Scientists study C. elegans even though it is a primitive organism because it shares enough characteristics of higher organisms to be of value for understanding basic life processes. Its fertilized egg goes through cell divisions that have been well characterized until becoming a 959-celled adult worm. The nervous system consists of approximately 300 neurons, including a brain-like structure in the head; sense organs in the head that respond to taste, smell, temperature, and touch; and dual nerve cords—a major right cord and a minor left cord—that run longitudinally along the ventral side of the animal close to the surface on which the worm wriggles. A nerve cord is a collection of nerve axons, long, tube-like projections of neurons that allow communication among nerve cells or between nerve cells and muscle cells.

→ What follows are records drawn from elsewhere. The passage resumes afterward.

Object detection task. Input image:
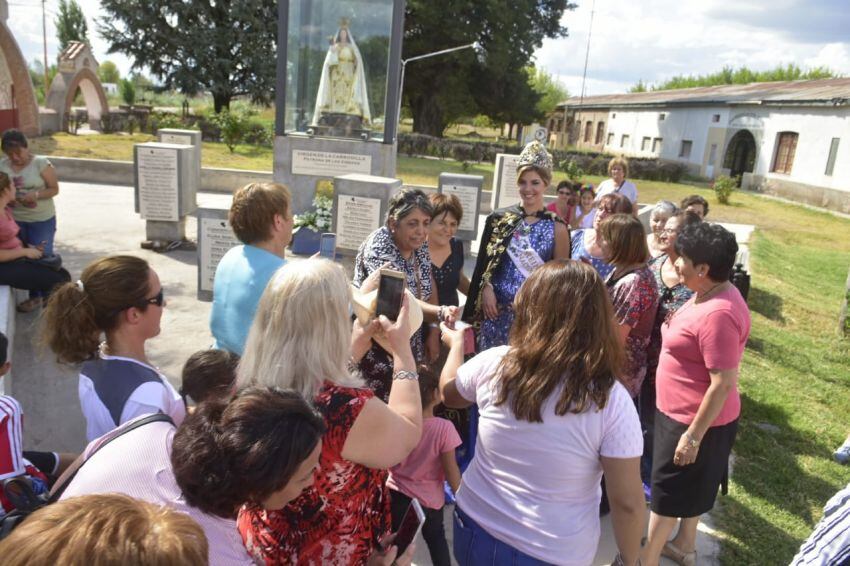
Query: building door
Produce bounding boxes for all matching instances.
[723,130,756,186]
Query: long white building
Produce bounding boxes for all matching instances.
[548,79,850,212]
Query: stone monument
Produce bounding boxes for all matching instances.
[274,0,404,214]
[331,173,401,256]
[490,153,519,210]
[133,142,198,247]
[196,208,241,301]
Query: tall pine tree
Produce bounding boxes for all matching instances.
[53,0,89,51]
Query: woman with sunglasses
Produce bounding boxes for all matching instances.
[42,256,186,441]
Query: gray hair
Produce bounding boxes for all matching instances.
[649,200,679,218]
[387,189,434,224]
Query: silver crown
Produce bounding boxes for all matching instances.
[516,141,552,172]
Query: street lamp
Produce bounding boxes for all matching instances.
[396,41,481,136]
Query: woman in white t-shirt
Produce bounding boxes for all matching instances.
[440,260,646,566]
[43,256,186,441]
[596,157,637,206]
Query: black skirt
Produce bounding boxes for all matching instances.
[650,410,738,517]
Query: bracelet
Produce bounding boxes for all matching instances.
[393,369,419,381]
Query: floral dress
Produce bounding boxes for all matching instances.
[571,228,614,279]
[353,226,432,402]
[478,219,555,352]
[605,266,658,397]
[237,381,390,566]
[646,254,694,385]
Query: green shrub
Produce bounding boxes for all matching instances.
[712,175,738,204]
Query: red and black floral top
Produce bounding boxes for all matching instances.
[238,381,390,565]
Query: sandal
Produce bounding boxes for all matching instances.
[16,297,44,312]
[661,541,697,566]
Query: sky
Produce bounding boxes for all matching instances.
[8,0,850,95]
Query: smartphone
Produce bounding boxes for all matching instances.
[392,498,425,556]
[375,269,404,321]
[319,232,336,259]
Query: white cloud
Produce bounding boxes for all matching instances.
[535,0,850,95]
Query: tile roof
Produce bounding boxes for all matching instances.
[558,78,850,108]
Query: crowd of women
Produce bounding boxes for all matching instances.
[0,139,749,566]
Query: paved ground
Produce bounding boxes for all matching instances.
[10,179,717,565]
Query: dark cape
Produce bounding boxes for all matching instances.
[462,204,571,324]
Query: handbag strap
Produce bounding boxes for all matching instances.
[48,413,174,503]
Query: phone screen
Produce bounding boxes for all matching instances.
[393,499,425,556]
[319,232,336,259]
[375,271,404,321]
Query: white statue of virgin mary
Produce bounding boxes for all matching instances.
[313,20,372,126]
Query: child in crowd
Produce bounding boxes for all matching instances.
[0,332,49,517]
[570,185,596,230]
[387,365,461,566]
[180,349,239,406]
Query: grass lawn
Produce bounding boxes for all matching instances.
[32,134,850,565]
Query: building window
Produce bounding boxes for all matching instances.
[772,132,797,175]
[824,138,840,177]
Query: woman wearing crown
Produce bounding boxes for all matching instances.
[463,141,570,351]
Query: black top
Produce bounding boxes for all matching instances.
[431,238,463,306]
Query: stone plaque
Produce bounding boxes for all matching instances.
[136,147,180,222]
[198,209,241,301]
[336,195,381,250]
[491,153,519,210]
[443,185,478,230]
[292,149,372,177]
[159,134,193,145]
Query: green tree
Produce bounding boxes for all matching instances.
[53,0,89,51]
[526,67,570,120]
[629,63,840,92]
[403,0,575,136]
[118,79,136,106]
[97,0,277,113]
[97,61,121,84]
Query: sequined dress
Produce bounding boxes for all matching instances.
[478,219,555,352]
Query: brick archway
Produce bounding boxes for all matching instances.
[62,69,109,129]
[0,21,39,136]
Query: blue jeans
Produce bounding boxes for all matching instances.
[18,216,56,297]
[453,506,548,566]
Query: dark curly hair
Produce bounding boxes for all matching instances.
[676,222,738,282]
[171,387,325,518]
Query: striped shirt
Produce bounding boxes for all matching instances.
[791,483,850,566]
[0,395,25,480]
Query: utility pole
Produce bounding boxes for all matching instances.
[41,0,50,94]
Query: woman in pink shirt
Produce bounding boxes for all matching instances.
[641,223,750,566]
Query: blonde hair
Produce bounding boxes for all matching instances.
[0,494,209,566]
[236,259,363,400]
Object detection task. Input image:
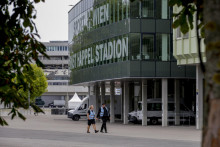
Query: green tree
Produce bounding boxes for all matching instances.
[170,0,220,147]
[18,64,48,102]
[0,0,48,125]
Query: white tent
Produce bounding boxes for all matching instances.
[68,93,82,110]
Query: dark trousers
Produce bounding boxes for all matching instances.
[101,117,107,132]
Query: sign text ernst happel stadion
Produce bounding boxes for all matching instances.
[73,4,109,36]
[70,4,128,69]
[70,37,128,69]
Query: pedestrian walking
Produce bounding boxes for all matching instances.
[87,105,99,133]
[97,103,109,133]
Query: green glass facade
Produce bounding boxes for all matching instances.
[69,0,195,84]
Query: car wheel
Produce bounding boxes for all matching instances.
[74,115,79,121]
[150,118,158,125]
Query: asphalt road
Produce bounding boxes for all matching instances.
[0,117,200,147]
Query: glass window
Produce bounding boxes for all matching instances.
[130,33,141,60]
[142,0,154,17]
[176,27,181,38]
[142,34,154,60]
[122,0,129,19]
[156,0,169,19]
[183,32,189,39]
[147,103,162,111]
[156,34,170,61]
[118,0,122,21]
[130,0,140,18]
[168,103,175,111]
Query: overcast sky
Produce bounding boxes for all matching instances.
[35,0,80,42]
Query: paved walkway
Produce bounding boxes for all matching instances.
[0,115,201,147]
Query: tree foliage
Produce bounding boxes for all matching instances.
[169,0,204,37]
[170,0,220,147]
[0,0,48,125]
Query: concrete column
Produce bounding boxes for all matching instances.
[65,95,69,109]
[174,79,180,125]
[154,80,160,98]
[142,80,147,126]
[94,83,100,114]
[162,79,168,127]
[110,81,115,123]
[196,65,203,129]
[121,82,124,121]
[87,86,90,108]
[101,82,105,104]
[123,82,129,124]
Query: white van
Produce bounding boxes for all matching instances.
[128,98,195,125]
[67,97,89,121]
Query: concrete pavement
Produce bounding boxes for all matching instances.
[0,115,201,147]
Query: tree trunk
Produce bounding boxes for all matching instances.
[202,0,220,147]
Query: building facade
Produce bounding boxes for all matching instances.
[68,0,196,126]
[173,6,206,129]
[39,41,88,106]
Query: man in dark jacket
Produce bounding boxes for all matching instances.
[97,103,109,133]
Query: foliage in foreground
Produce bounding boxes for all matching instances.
[0,0,48,125]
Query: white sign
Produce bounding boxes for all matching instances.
[70,37,128,69]
[115,88,121,95]
[73,4,109,36]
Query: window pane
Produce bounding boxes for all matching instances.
[118,0,122,21]
[156,0,169,19]
[142,0,154,17]
[142,34,154,60]
[156,34,170,61]
[130,33,141,60]
[130,0,140,18]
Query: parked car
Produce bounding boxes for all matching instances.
[67,97,89,121]
[35,98,45,106]
[48,100,66,108]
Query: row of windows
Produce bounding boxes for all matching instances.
[70,33,173,69]
[48,82,68,85]
[46,46,69,51]
[43,64,69,69]
[138,103,189,111]
[39,56,69,60]
[70,0,170,39]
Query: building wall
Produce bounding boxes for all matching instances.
[39,41,88,106]
[69,0,195,84]
[173,6,206,65]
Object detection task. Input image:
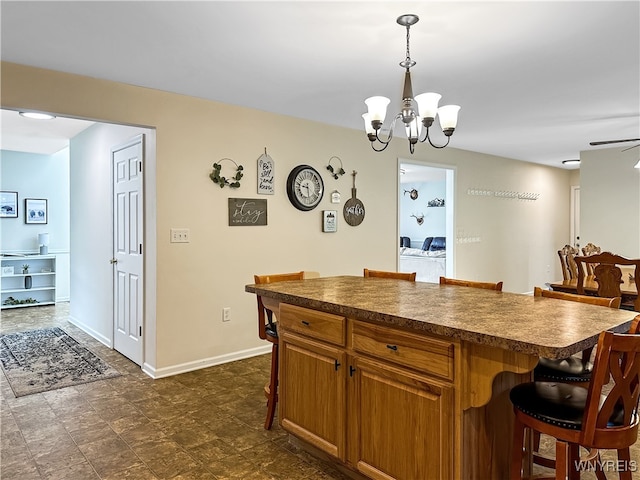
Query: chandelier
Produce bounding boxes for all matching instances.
[362,14,460,153]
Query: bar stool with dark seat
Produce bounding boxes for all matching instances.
[509,315,640,480]
[533,287,621,387]
[253,272,305,430]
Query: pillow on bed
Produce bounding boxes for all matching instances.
[400,247,431,257]
[425,237,447,251]
[422,237,433,250]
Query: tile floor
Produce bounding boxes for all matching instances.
[0,303,640,480]
[0,304,346,480]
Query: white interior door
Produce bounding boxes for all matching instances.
[111,135,144,365]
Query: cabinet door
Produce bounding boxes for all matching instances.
[278,332,347,460]
[348,356,454,480]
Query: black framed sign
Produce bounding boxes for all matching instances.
[24,198,49,224]
[229,198,267,227]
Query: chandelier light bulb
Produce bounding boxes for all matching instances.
[438,105,460,134]
[415,92,442,118]
[364,97,391,123]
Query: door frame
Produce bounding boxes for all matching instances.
[395,157,457,277]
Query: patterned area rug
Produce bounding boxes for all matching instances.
[0,327,120,397]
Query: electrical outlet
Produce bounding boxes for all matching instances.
[171,228,190,243]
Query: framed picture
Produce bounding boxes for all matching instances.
[24,198,49,224]
[322,210,338,233]
[0,191,18,218]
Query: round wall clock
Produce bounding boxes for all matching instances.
[287,165,324,211]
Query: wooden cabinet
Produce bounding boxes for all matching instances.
[349,356,454,480]
[0,255,56,309]
[279,304,455,480]
[278,334,347,461]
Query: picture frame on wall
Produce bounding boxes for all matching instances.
[322,210,338,233]
[0,190,18,218]
[24,198,49,225]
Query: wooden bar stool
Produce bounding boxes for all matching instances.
[509,315,640,480]
[364,268,416,282]
[253,272,304,430]
[440,277,502,292]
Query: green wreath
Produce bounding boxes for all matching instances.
[209,158,243,188]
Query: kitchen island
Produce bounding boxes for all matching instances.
[245,276,635,480]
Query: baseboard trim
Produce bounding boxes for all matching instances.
[142,344,271,379]
[67,315,113,349]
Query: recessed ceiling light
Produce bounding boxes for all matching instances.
[18,112,56,120]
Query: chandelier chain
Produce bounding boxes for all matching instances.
[407,25,411,66]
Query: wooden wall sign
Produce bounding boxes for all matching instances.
[258,148,275,195]
[229,198,267,227]
[342,170,364,227]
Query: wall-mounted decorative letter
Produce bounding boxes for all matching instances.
[258,147,275,195]
[327,156,344,180]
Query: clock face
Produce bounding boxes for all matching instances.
[287,165,324,211]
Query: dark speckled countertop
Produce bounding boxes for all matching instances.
[245,276,638,358]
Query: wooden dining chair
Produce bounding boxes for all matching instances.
[364,268,416,282]
[253,272,305,430]
[509,315,640,480]
[581,242,602,275]
[574,252,640,312]
[558,245,580,280]
[440,277,502,292]
[532,287,621,468]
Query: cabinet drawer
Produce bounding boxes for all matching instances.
[278,304,346,346]
[352,321,454,380]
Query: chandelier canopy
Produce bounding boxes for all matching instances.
[362,14,460,153]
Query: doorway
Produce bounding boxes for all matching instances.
[398,159,455,283]
[2,110,156,375]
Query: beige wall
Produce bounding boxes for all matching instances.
[580,147,640,258]
[1,63,570,375]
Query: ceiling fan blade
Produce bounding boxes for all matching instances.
[589,138,640,146]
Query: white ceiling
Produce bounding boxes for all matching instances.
[0,0,640,166]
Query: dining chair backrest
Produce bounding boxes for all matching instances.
[533,287,622,308]
[363,268,416,282]
[582,242,602,275]
[440,277,502,292]
[558,245,580,280]
[580,315,640,448]
[574,252,640,312]
[253,272,304,340]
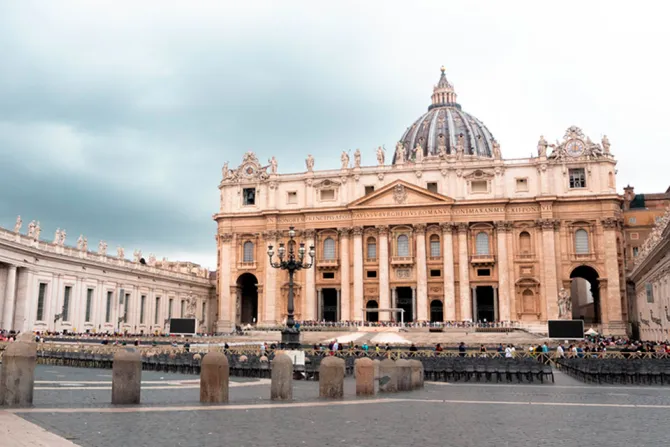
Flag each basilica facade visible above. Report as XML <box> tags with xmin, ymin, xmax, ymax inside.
<box><xmin>214</xmin><ymin>70</ymin><xmax>627</xmax><ymax>334</ymax></box>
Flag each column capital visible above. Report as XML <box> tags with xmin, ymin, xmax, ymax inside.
<box><xmin>414</xmin><ymin>223</ymin><xmax>426</xmax><ymax>234</ymax></box>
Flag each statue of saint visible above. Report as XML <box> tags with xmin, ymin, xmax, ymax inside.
<box><xmin>377</xmin><ymin>146</ymin><xmax>384</xmax><ymax>166</ymax></box>
<box><xmin>602</xmin><ymin>135</ymin><xmax>610</xmax><ymax>154</ymax></box>
<box><xmin>537</xmin><ymin>135</ymin><xmax>549</xmax><ymax>157</ymax></box>
<box><xmin>395</xmin><ymin>141</ymin><xmax>405</xmax><ymax>164</ymax></box>
<box><xmin>340</xmin><ymin>151</ymin><xmax>349</xmax><ymax>169</ymax></box>
<box><xmin>354</xmin><ymin>149</ymin><xmax>361</xmax><ymax>168</ymax></box>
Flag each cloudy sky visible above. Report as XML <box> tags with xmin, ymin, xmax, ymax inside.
<box><xmin>0</xmin><ymin>0</ymin><xmax>670</xmax><ymax>268</ymax></box>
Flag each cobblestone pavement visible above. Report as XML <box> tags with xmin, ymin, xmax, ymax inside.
<box><xmin>7</xmin><ymin>367</ymin><xmax>670</xmax><ymax>447</ymax></box>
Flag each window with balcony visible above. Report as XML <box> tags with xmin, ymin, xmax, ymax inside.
<box><xmin>323</xmin><ymin>237</ymin><xmax>335</xmax><ymax>261</ymax></box>
<box><xmin>367</xmin><ymin>237</ymin><xmax>377</xmax><ymax>260</ymax></box>
<box><xmin>242</xmin><ymin>241</ymin><xmax>254</xmax><ymax>262</ymax></box>
<box><xmin>568</xmin><ymin>168</ymin><xmax>586</xmax><ymax>188</ymax></box>
<box><xmin>475</xmin><ymin>231</ymin><xmax>491</xmax><ymax>256</ymax></box>
<box><xmin>575</xmin><ymin>229</ymin><xmax>590</xmax><ymax>255</ymax></box>
<box><xmin>430</xmin><ymin>234</ymin><xmax>440</xmax><ymax>258</ymax></box>
<box><xmin>397</xmin><ymin>234</ymin><xmax>409</xmax><ymax>257</ymax></box>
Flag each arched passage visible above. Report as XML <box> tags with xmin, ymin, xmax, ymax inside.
<box><xmin>570</xmin><ymin>265</ymin><xmax>600</xmax><ymax>323</ymax></box>
<box><xmin>237</xmin><ymin>273</ymin><xmax>258</xmax><ymax>324</ymax></box>
<box><xmin>365</xmin><ymin>300</ymin><xmax>379</xmax><ymax>323</ymax></box>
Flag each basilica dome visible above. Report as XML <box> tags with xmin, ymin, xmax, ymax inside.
<box><xmin>393</xmin><ymin>67</ymin><xmax>499</xmax><ymax>164</ymax></box>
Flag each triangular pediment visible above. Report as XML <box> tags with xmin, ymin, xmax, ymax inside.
<box><xmin>348</xmin><ymin>180</ymin><xmax>454</xmax><ymax>208</ymax></box>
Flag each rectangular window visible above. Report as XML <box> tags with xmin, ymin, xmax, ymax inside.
<box><xmin>242</xmin><ymin>188</ymin><xmax>256</xmax><ymax>205</ymax></box>
<box><xmin>140</xmin><ymin>295</ymin><xmax>147</xmax><ymax>324</ymax></box>
<box><xmin>85</xmin><ymin>289</ymin><xmax>93</xmax><ymax>323</ymax></box>
<box><xmin>470</xmin><ymin>180</ymin><xmax>489</xmax><ymax>193</ymax></box>
<box><xmin>321</xmin><ymin>189</ymin><xmax>335</xmax><ymax>200</ymax></box>
<box><xmin>123</xmin><ymin>293</ymin><xmax>130</xmax><ymax>324</ymax></box>
<box><xmin>154</xmin><ymin>296</ymin><xmax>161</xmax><ymax>324</ymax></box>
<box><xmin>63</xmin><ymin>286</ymin><xmax>72</xmax><ymax>321</ymax></box>
<box><xmin>37</xmin><ymin>282</ymin><xmax>47</xmax><ymax>321</ymax></box>
<box><xmin>645</xmin><ymin>283</ymin><xmax>654</xmax><ymax>303</ymax></box>
<box><xmin>568</xmin><ymin>168</ymin><xmax>586</xmax><ymax>188</ymax></box>
<box><xmin>516</xmin><ymin>178</ymin><xmax>528</xmax><ymax>192</ymax></box>
<box><xmin>105</xmin><ymin>291</ymin><xmax>114</xmax><ymax>323</ymax></box>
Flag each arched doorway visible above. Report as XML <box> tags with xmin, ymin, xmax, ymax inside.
<box><xmin>570</xmin><ymin>265</ymin><xmax>600</xmax><ymax>323</ymax></box>
<box><xmin>430</xmin><ymin>300</ymin><xmax>444</xmax><ymax>323</ymax></box>
<box><xmin>365</xmin><ymin>300</ymin><xmax>379</xmax><ymax>323</ymax></box>
<box><xmin>237</xmin><ymin>273</ymin><xmax>258</xmax><ymax>324</ymax></box>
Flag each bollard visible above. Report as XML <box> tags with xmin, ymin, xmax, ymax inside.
<box><xmin>395</xmin><ymin>359</ymin><xmax>412</xmax><ymax>391</ymax></box>
<box><xmin>0</xmin><ymin>333</ymin><xmax>37</xmax><ymax>407</ymax></box>
<box><xmin>200</xmin><ymin>351</ymin><xmax>230</xmax><ymax>404</ymax></box>
<box><xmin>379</xmin><ymin>359</ymin><xmax>398</xmax><ymax>393</ymax></box>
<box><xmin>112</xmin><ymin>349</ymin><xmax>142</xmax><ymax>405</ymax></box>
<box><xmin>270</xmin><ymin>354</ymin><xmax>293</xmax><ymax>400</ymax></box>
<box><xmin>319</xmin><ymin>356</ymin><xmax>346</xmax><ymax>399</ymax></box>
<box><xmin>409</xmin><ymin>360</ymin><xmax>423</xmax><ymax>390</ymax></box>
<box><xmin>354</xmin><ymin>357</ymin><xmax>376</xmax><ymax>396</ymax></box>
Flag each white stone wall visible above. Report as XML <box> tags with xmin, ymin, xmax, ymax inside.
<box><xmin>0</xmin><ymin>229</ymin><xmax>216</xmax><ymax>334</ymax></box>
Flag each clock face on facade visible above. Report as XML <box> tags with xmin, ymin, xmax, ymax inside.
<box><xmin>565</xmin><ymin>140</ymin><xmax>584</xmax><ymax>157</ymax></box>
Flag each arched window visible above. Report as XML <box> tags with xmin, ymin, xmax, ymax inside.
<box><xmin>519</xmin><ymin>231</ymin><xmax>531</xmax><ymax>254</ymax></box>
<box><xmin>475</xmin><ymin>231</ymin><xmax>489</xmax><ymax>255</ymax></box>
<box><xmin>430</xmin><ymin>234</ymin><xmax>440</xmax><ymax>258</ymax></box>
<box><xmin>242</xmin><ymin>241</ymin><xmax>254</xmax><ymax>262</ymax></box>
<box><xmin>367</xmin><ymin>237</ymin><xmax>377</xmax><ymax>259</ymax></box>
<box><xmin>323</xmin><ymin>237</ymin><xmax>335</xmax><ymax>260</ymax></box>
<box><xmin>398</xmin><ymin>234</ymin><xmax>409</xmax><ymax>256</ymax></box>
<box><xmin>575</xmin><ymin>229</ymin><xmax>589</xmax><ymax>255</ymax></box>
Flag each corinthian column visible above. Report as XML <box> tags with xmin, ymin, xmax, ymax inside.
<box><xmin>458</xmin><ymin>222</ymin><xmax>472</xmax><ymax>320</ymax></box>
<box><xmin>537</xmin><ymin>219</ymin><xmax>560</xmax><ymax>320</ymax></box>
<box><xmin>442</xmin><ymin>222</ymin><xmax>456</xmax><ymax>321</ymax></box>
<box><xmin>414</xmin><ymin>224</ymin><xmax>428</xmax><ymax>321</ymax></box>
<box><xmin>352</xmin><ymin>227</ymin><xmax>364</xmax><ymax>321</ymax></box>
<box><xmin>496</xmin><ymin>222</ymin><xmax>511</xmax><ymax>321</ymax></box>
<box><xmin>219</xmin><ymin>234</ymin><xmax>236</xmax><ymax>332</ymax></box>
<box><xmin>377</xmin><ymin>225</ymin><xmax>390</xmax><ymax>321</ymax></box>
<box><xmin>304</xmin><ymin>230</ymin><xmax>317</xmax><ymax>321</ymax></box>
<box><xmin>259</xmin><ymin>231</ymin><xmax>277</xmax><ymax>325</ymax></box>
<box><xmin>339</xmin><ymin>228</ymin><xmax>351</xmax><ymax>320</ymax></box>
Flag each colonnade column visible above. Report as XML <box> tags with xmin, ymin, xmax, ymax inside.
<box><xmin>219</xmin><ymin>234</ymin><xmax>236</xmax><ymax>332</ymax></box>
<box><xmin>496</xmin><ymin>222</ymin><xmax>511</xmax><ymax>321</ymax></box>
<box><xmin>414</xmin><ymin>224</ymin><xmax>428</xmax><ymax>321</ymax></box>
<box><xmin>377</xmin><ymin>225</ymin><xmax>390</xmax><ymax>321</ymax></box>
<box><xmin>304</xmin><ymin>230</ymin><xmax>318</xmax><ymax>321</ymax></box>
<box><xmin>600</xmin><ymin>218</ymin><xmax>623</xmax><ymax>324</ymax></box>
<box><xmin>338</xmin><ymin>228</ymin><xmax>351</xmax><ymax>320</ymax></box>
<box><xmin>538</xmin><ymin>219</ymin><xmax>560</xmax><ymax>320</ymax></box>
<box><xmin>2</xmin><ymin>264</ymin><xmax>16</xmax><ymax>331</ymax></box>
<box><xmin>441</xmin><ymin>222</ymin><xmax>456</xmax><ymax>321</ymax></box>
<box><xmin>352</xmin><ymin>227</ymin><xmax>365</xmax><ymax>321</ymax></box>
<box><xmin>458</xmin><ymin>222</ymin><xmax>472</xmax><ymax>320</ymax></box>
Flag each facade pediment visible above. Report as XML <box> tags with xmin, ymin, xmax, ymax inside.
<box><xmin>348</xmin><ymin>180</ymin><xmax>454</xmax><ymax>209</ymax></box>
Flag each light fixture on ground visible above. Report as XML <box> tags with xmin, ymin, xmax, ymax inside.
<box><xmin>268</xmin><ymin>227</ymin><xmax>314</xmax><ymax>349</ymax></box>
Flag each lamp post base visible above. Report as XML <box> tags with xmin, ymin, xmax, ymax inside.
<box><xmin>281</xmin><ymin>327</ymin><xmax>302</xmax><ymax>351</ymax></box>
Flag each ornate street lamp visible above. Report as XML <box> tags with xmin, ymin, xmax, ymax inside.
<box><xmin>268</xmin><ymin>227</ymin><xmax>314</xmax><ymax>349</ymax></box>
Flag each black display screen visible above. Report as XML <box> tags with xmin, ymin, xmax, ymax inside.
<box><xmin>170</xmin><ymin>318</ymin><xmax>195</xmax><ymax>334</ymax></box>
<box><xmin>549</xmin><ymin>320</ymin><xmax>584</xmax><ymax>339</ymax></box>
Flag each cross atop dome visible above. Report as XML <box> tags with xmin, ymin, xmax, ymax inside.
<box><xmin>428</xmin><ymin>65</ymin><xmax>458</xmax><ymax>110</ymax></box>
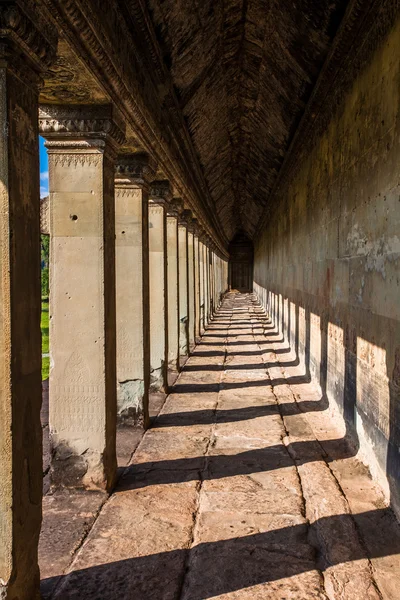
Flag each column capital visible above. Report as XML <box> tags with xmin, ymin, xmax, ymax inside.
<box><xmin>179</xmin><ymin>208</ymin><xmax>192</xmax><ymax>230</ymax></box>
<box><xmin>189</xmin><ymin>217</ymin><xmax>200</xmax><ymax>237</ymax></box>
<box><xmin>39</xmin><ymin>104</ymin><xmax>125</xmax><ymax>150</ymax></box>
<box><xmin>115</xmin><ymin>153</ymin><xmax>157</xmax><ymax>188</ymax></box>
<box><xmin>167</xmin><ymin>198</ymin><xmax>183</xmax><ymax>218</ymax></box>
<box><xmin>149</xmin><ymin>179</ymin><xmax>172</xmax><ymax>207</ymax></box>
<box><xmin>0</xmin><ymin>0</ymin><xmax>58</xmax><ymax>83</ymax></box>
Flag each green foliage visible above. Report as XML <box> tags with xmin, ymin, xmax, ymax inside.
<box><xmin>42</xmin><ymin>267</ymin><xmax>49</xmax><ymax>298</ymax></box>
<box><xmin>40</xmin><ymin>298</ymin><xmax>50</xmax><ymax>380</ymax></box>
<box><xmin>40</xmin><ymin>234</ymin><xmax>50</xmax><ymax>298</ymax></box>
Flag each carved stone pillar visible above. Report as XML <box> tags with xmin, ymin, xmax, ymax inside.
<box><xmin>178</xmin><ymin>210</ymin><xmax>191</xmax><ymax>357</ymax></box>
<box><xmin>204</xmin><ymin>240</ymin><xmax>211</xmax><ymax>325</ymax></box>
<box><xmin>39</xmin><ymin>105</ymin><xmax>124</xmax><ymax>489</ymax></box>
<box><xmin>193</xmin><ymin>221</ymin><xmax>200</xmax><ymax>342</ymax></box>
<box><xmin>167</xmin><ymin>198</ymin><xmax>183</xmax><ymax>371</ymax></box>
<box><xmin>199</xmin><ymin>239</ymin><xmax>205</xmax><ymax>335</ymax></box>
<box><xmin>203</xmin><ymin>241</ymin><xmax>210</xmax><ymax>329</ymax></box>
<box><xmin>188</xmin><ymin>219</ymin><xmax>195</xmax><ymax>351</ymax></box>
<box><xmin>149</xmin><ymin>181</ymin><xmax>171</xmax><ymax>392</ymax></box>
<box><xmin>0</xmin><ymin>7</ymin><xmax>57</xmax><ymax>600</ymax></box>
<box><xmin>115</xmin><ymin>154</ymin><xmax>155</xmax><ymax>427</ymax></box>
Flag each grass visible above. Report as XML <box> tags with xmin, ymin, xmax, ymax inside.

The discovery of the maintenance mechanism was a surprise to the research team, which included Dr. Oscar Aurelio, a postdoctoral research fellow in Dr. Hobert's laboratory, and Dr. David H. Hall, a neuroscience professor at Albert Einstein. Dr. Hobert, a developmental neurobiologist, and his colleagues were simply trying to find when and where certain genes would act during C. elegans nervous system development.

They had selected to study from the C. elegans genome 30 proteins, which had never been characterized but had one or more immunoglobulin-like domains. Prior research showed proteins with immunoglobulin-like regions play a role in neuronal development.

A fluorescent dye-based fusion gene system allowed them to watch the expression of their genes-of-choice in the translucent C. elegans as it matured. They attached the promoter region of each of the 30 proteins to a fluorescent dye and created 30 transgenic worms. Transcription factors from the worm's cells regulated the dye's expression, and scientists monitored where in the worm the dye became visible.

They found that six proteins acted in one nerve cell—the PVT cell of the major right nerve cord—after development, after the nervous system had been formed. Dr. Hobert named the proteins ZIG because two in German is zwei (z) and each protein had two immunoglobulin-like regions (ig).

To understand what would happen without the ZIG proteins, they performed microsurgery on the worm and removed its PVT cell. "By ablating the organizer, we affected the structural integrity of other axons," Dr. Hobert says. Axons from the right nerve cord had sections that moved parallel and adjacent to axons in the other nerve cord. They also created a worm missing the zig-4 gene. The mutant worm also revealed similar wiring problems with its axons.

"Without the ZIG proteins the mature nervous system becomes wobbly, with the wiring falling out of place and collapsing onto other wires," Dr. Hobert says.

Before these findings, neurobiologists knew the PVT cell manufactured and secreted a protein, called netrin, that helps guide the formation of the rest of the nervous system. But scientists had been unaware that the PVT cell also plays a role in maintaining the structure of the nervous system.

Dr. Hobert is now studying the effect of deleting the other zig genes. He also has evidence that ZIG proteins are secreted by the PVT cell so he is trying to find their receptors on other nerve cells. Because prior research showed immunglobulin-like proteins often bind to receptors that also have immunoglobulin-like regions, his laboratory is looking for such proteins that have post-embryonic expression profiles that make them good receptor candidates. Additionally, he is using in vitro immunochemical methods to fish out in a soup of ground-up worms those proteins that bind to the zig proteins. Finally, his laboratory is employing the brute force genetic approach. Members of the laboratory will be mutagenizing worms and examining the resulting organisms for a similar phenotype to the zig mutants.

Although Dr. Hobert's laboratory studies C. elegans neurobiology, he believes studies of ZIG proteins from other organisms, such as humans, could be very important. "Many fundamental discoveries in model systems, such as worms and flies, have implications in higher animals," Dr. Hobert says. "It will be interesting to see what might be found if human nerve tissue were tested for zig gene expression."